How can the intentions and experience of the users be detected and used?
In particular, we are interested in context aware recommender systems, which support individuals as well as groups in accessing information, sharing information, and taking collective decisions. We focus on software engineering and management scenarios (e.g. recommender systems for release planning, requirements negotiations, useful documentation), as well as, software usage scenarios (e.g. recommenders for knowledge workers or for a group of drivers to avoid a traffic jump).
Innovative Mobile Services
Mobile is becoming mainstream. Nowadays, mobile devices are among the most sold computers in the world, often outperforming a typical five-year-old desktop computer. They offer novel human-computer interfaces like touch-screens or speech recognition, and employ powerful sensors, such as GPS, gyroscopes, or cameras. These interfaces and sensors enable a fully new spectrum of context-aware, personalized, and innovative services and applications. Examples include mobile learning, personal productivity management, mobile documentation, mobile project management. Common topics we are researching include:
- Mobile analytic, i.e. collecting, analyzing, and using data of (ad-hoc) mobile communities.
Detection of intentions of mobile users.
Moreover, the powerful, modern software frameworks and libraries, which enable the design of new mobile “apps” in several hours, together with the huge, highly dynamic user communities make mobile also attractive from the engineering perspectives.
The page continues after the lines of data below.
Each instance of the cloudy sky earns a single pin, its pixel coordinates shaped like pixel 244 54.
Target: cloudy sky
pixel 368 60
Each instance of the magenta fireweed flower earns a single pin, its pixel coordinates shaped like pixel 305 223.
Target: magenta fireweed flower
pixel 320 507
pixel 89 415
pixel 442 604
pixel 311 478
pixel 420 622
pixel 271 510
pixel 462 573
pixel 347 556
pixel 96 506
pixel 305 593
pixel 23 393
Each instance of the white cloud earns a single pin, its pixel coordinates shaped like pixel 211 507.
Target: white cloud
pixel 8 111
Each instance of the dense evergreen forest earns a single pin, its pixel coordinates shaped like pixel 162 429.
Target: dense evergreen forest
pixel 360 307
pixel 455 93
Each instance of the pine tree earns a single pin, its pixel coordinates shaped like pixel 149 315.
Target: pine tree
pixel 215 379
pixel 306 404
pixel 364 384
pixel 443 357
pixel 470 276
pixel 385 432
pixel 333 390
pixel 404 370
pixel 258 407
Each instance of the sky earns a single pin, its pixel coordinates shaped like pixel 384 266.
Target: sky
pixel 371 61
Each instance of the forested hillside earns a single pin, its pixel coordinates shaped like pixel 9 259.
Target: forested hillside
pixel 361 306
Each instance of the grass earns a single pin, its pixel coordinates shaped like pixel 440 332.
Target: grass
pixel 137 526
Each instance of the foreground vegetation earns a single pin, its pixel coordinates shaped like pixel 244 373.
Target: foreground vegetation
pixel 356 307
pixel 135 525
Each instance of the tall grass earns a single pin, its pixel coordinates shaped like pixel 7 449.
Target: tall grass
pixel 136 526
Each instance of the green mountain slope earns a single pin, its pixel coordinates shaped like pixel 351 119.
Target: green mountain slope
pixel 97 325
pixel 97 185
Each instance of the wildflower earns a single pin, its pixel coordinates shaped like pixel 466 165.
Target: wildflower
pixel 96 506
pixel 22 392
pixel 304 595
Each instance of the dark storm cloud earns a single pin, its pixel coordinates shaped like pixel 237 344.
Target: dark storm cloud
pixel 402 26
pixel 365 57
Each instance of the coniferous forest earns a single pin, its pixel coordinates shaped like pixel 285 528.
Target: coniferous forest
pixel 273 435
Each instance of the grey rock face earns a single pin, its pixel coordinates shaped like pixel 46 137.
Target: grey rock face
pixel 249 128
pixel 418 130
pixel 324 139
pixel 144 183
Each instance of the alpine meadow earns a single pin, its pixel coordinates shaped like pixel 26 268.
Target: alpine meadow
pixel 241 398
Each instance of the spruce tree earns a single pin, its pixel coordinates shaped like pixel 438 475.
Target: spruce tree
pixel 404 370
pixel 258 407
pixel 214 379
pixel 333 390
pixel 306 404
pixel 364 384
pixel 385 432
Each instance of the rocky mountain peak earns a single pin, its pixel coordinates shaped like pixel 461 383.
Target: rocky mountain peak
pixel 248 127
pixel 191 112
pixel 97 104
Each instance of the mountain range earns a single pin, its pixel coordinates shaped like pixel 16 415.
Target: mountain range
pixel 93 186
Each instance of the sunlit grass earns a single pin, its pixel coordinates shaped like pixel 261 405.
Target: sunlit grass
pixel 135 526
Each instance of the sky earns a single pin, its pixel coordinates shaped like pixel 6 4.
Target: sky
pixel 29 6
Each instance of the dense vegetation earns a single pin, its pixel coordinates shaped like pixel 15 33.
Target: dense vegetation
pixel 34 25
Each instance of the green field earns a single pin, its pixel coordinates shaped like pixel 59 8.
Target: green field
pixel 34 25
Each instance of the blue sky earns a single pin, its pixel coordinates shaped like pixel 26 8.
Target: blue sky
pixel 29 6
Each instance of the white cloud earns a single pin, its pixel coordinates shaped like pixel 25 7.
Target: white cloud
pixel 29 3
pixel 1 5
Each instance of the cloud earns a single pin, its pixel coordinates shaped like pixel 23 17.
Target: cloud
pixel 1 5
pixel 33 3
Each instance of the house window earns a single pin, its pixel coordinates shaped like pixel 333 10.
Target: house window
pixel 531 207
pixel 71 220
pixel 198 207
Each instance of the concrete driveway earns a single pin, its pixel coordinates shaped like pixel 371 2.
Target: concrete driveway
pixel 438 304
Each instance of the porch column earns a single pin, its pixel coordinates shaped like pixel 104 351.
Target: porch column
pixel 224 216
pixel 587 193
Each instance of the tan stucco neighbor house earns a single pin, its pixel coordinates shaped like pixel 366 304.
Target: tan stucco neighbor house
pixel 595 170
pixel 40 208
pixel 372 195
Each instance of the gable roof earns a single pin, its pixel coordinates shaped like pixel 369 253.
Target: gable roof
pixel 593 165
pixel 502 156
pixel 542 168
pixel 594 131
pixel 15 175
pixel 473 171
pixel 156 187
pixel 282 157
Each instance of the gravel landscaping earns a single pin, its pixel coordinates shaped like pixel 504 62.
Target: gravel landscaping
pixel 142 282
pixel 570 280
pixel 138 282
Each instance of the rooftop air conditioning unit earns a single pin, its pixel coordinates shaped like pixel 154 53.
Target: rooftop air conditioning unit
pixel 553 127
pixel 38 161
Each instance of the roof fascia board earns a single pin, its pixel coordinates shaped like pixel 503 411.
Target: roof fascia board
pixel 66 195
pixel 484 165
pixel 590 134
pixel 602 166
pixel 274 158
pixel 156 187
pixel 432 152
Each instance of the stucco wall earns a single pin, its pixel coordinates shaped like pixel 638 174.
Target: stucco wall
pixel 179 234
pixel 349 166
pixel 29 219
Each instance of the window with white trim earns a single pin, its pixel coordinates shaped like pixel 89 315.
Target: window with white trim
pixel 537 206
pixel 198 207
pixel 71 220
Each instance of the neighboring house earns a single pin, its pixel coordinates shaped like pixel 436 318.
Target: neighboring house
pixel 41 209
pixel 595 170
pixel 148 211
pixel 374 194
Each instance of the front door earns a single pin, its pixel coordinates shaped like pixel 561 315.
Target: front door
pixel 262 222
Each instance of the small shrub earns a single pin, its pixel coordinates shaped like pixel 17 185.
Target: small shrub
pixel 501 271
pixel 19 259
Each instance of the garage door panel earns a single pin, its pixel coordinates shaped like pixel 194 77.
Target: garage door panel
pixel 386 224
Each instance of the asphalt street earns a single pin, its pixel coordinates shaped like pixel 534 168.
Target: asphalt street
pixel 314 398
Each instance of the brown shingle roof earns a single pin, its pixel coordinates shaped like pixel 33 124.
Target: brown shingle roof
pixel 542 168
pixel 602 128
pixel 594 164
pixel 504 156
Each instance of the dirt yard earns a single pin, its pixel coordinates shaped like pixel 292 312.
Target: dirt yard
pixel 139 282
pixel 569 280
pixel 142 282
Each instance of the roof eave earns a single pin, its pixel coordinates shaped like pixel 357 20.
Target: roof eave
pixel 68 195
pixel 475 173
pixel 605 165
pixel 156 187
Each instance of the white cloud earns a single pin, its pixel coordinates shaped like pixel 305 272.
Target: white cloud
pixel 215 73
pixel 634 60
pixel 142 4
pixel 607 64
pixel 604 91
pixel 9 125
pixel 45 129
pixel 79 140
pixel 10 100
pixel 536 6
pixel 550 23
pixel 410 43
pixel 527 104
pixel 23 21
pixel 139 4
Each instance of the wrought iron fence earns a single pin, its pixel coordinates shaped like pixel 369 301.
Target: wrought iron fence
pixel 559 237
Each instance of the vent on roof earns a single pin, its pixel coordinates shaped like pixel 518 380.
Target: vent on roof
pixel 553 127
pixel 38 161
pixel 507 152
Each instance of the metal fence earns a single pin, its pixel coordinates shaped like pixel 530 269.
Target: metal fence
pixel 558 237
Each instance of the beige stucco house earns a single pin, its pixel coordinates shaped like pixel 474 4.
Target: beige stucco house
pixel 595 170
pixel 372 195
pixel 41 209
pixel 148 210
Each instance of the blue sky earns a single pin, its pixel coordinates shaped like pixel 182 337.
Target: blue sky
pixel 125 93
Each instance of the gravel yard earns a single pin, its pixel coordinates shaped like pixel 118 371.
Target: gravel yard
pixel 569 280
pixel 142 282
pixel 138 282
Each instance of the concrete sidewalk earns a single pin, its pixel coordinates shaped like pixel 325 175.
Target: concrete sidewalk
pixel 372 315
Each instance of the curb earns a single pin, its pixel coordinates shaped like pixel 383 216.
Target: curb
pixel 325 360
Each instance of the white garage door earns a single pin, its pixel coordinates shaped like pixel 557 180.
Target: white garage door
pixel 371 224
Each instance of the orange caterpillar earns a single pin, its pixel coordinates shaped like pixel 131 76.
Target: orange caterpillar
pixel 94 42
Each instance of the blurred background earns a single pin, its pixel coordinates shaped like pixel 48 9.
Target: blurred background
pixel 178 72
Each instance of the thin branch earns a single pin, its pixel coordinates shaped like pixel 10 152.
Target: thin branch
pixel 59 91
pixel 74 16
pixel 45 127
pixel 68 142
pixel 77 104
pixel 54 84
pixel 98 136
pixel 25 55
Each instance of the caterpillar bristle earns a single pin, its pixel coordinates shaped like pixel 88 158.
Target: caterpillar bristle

We are researching the potentials and challenges of mobile computing for the engineering and management of software, including:
- User communities in app stores.
- Mobile requirements (including usability, privacy, security, and performance).
- Tools, frameworks, and design patterns for mobile applications and services.
- Integration of mobile apps with conventional software systems.
- Mobile service deployment and composition (App engines, app stores).
Social Software Engineering
Social software engineering (SSE) covers two areas: (a) social and human aspects in software engineering and (b) engineering of social software. On the one hand, software engineering is a social activity, performed by different individuals. This necessitates methodologies and tools to deal with issues such as communication, coordination, knowledge sharing, compensation, and reconciliation. On the other hand, social computing is an expanding paradigm, which inherently incorporates intensive social interactions and implications. Engineering social software magnifies a spectrum of challenges like group requirements engineering, user involvement, social-awareness, privacy, security, and trust.
Software Socialness is a subfield of SSE, which aims at the systematic involvement of end users and their communities in the software lifecycle (e.g. by performing documentation, testing, marketing, or even development and integration tasks). This field revolutionizes the role of users, who become an integral part of the software processes and systems. The target software applications include a main component, which observes its usage with the objective of improving the quality of existing features and detecting needs for new features.